More than a year and a half into the tenure of President Joe Biden, his administration’s approach to strategic priorities is surprisingly consistent with the policies of the Trump administration, former officials and analysts say.
Biden vowed on the campaign trail to break from the paths taken by the previous administration, and in some ways on foreign policy he has done that. He has repaired alliances, particularly in Western Europe, that Donald Trump weakened with his “America First” proclamations and criticisms of other nations. In recent months, Biden’s efforts positioned Washington to lead a coalition imposing sanctions against Russia during the war in Ukraine. And Biden has denounced autocracies, promoted the importance of democracy and called for global cooperation on issues that include climate change and the coronavirus pandemic.
But in critical areas, the Biden administration has not made substantial breaks, showing how difficult it is in Washington to chart new courses on foreign policy.
That was underscored
this month when Biden traveled to Israel and Saudi Arabia, a trip partly aimed at strengthening the closer ties among those states Trump officials had promoted under the so-called Abraham Accords.

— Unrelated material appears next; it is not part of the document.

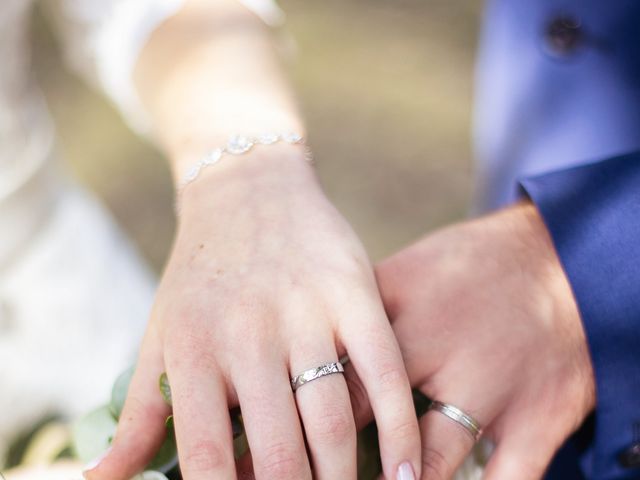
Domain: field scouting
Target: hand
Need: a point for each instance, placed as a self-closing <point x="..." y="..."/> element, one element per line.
<point x="265" y="280"/>
<point x="486" y="321"/>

In Saudi Arabia, Biden met with Crown Prince Mohammed bin Salman despite his earlier vow to make the nation a “pariah” for human rights violations, notably the murder of a Washington Post writer in 2018. U.S. intelligence agencies concluded that the prince ordered the killing.
Behind the scenes, the U.S. still provides support for the Saudi military in the Yemen war despite Biden’s earlier pledge to end that aid because of Saudi airstrikes that killed civilians.

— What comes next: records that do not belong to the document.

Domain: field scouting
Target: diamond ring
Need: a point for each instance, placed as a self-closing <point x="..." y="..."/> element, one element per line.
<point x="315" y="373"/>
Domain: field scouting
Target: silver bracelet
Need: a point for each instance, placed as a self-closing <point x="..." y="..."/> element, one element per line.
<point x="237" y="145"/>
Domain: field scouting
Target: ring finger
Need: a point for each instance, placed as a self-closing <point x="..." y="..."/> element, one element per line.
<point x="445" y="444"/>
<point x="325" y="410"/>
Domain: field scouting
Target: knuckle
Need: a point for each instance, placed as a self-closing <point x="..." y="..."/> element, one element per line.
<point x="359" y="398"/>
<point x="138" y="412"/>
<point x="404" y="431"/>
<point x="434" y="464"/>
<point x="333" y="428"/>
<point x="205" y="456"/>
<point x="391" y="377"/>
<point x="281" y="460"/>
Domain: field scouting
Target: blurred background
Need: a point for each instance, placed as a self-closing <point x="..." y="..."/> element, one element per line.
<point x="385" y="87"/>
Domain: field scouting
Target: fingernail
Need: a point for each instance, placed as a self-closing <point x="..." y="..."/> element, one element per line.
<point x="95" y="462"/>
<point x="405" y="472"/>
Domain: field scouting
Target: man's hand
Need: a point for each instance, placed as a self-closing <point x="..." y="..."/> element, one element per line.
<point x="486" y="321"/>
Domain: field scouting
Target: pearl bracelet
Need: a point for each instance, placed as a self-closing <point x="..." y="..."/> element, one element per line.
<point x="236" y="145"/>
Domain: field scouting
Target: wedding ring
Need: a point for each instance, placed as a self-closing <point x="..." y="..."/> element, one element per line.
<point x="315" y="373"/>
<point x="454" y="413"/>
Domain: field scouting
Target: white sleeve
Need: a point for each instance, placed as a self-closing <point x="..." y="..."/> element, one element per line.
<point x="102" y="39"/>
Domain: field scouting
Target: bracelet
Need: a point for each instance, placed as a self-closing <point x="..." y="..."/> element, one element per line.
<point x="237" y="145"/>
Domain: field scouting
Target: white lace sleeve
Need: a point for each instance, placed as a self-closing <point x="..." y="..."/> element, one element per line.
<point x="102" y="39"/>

“The policies are converging,” said Stephen Biegun, deputy secretary of state in the Trump administration and a National Security Council official under former President George W. Bush. “Continuity is the norm, even between presidents as different as Trump and Biden.”
Some former officials
and analysts praised the consistency, arguing that the Trump administration, despite the deep flaws of the commander in chief, properly diagnosed important challenges to U.S. interests and sought to deal with them.
Others are less sanguine. They say Biden’s choices have compounded problems with U.S. foreign policy and sometimes deviated from the president’s stated principles.

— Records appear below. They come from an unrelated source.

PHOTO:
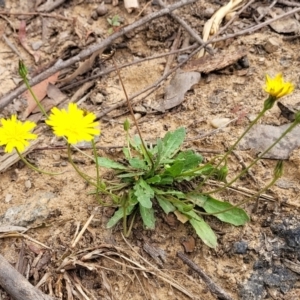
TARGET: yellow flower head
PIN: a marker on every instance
(15, 134)
(74, 124)
(276, 87)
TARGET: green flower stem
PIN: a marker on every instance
(290, 128)
(84, 176)
(41, 107)
(268, 104)
(257, 195)
(27, 163)
(97, 164)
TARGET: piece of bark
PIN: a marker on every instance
(208, 64)
(16, 285)
(213, 287)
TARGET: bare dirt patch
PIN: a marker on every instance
(256, 261)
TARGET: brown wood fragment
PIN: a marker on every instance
(210, 63)
(213, 287)
(157, 254)
(16, 285)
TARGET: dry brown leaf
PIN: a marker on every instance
(40, 91)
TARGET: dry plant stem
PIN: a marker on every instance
(289, 3)
(54, 5)
(16, 285)
(229, 151)
(11, 46)
(241, 161)
(112, 69)
(232, 19)
(154, 269)
(290, 128)
(82, 230)
(175, 46)
(262, 15)
(213, 287)
(256, 195)
(25, 236)
(151, 87)
(90, 50)
(190, 30)
(132, 113)
(28, 164)
(59, 17)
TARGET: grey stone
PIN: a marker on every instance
(36, 209)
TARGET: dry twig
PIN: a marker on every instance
(213, 287)
(90, 50)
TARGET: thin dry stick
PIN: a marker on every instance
(190, 30)
(156, 84)
(138, 61)
(90, 50)
(11, 46)
(288, 3)
(233, 18)
(241, 161)
(175, 46)
(151, 87)
(164, 276)
(82, 230)
(132, 114)
(213, 287)
(59, 17)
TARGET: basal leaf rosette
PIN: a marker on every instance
(74, 124)
(15, 134)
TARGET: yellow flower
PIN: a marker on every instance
(74, 124)
(15, 134)
(276, 87)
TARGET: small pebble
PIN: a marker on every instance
(181, 58)
(272, 45)
(28, 184)
(219, 122)
(94, 15)
(8, 198)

“As time has gone on, Biden has not lived up to a lot of his campaign promises,
and he has stuck with the status quo on the Middle East and on Asia,” said Emma Ashford, a senior fellow at the Atlantic Council.
Both administrations have had to grapple with the question of how to maintain U.S. global dominance at a time when it appears in decline. China has ascended as a counterweight, and Russia has become bolder.
The Trump administration’s national security strategy reoriented foreign policy toward “great power competition” with China and Russia and away from prioritizing terrorist groups and other nonstate actors. The Biden administration has continued that drive, in part because of events like the Russian invasion of Ukraine.
The Biden White House has delayed the release of its own national security strategy, which had been expected early this year. Officials are rewriting it because of the war in Ukraine.
Biden has said that China is the greatest competitor of the United States — an assertion that Secretary of State Antony Blinken reiterated in a recent speech — while Russia is the biggest threat to U.S. security and alliances.
Some scholars say the tradition of continuity between administrations is a product of the conventional ideas and groupthink arising from the bipartisan foreign policy establishment in Washington, which Ben Rhodes, a deputy national security adviser to former President Barack Obama, derisively called “the Blob.”
But others argue that outside circumstances — including the behavior of foreign governments, the sentiments of U.S. voters and the influence of corporations — leave U.S. leaders with a narrow band of choices.
“There’s a lot of gravitational pull that brings the polices to the same place,” Biegun said. “It’s still the same issues. It’s still the same world. We still have largely the same tools with which to influence others to get to the same outcomes, and it’s still the same America.”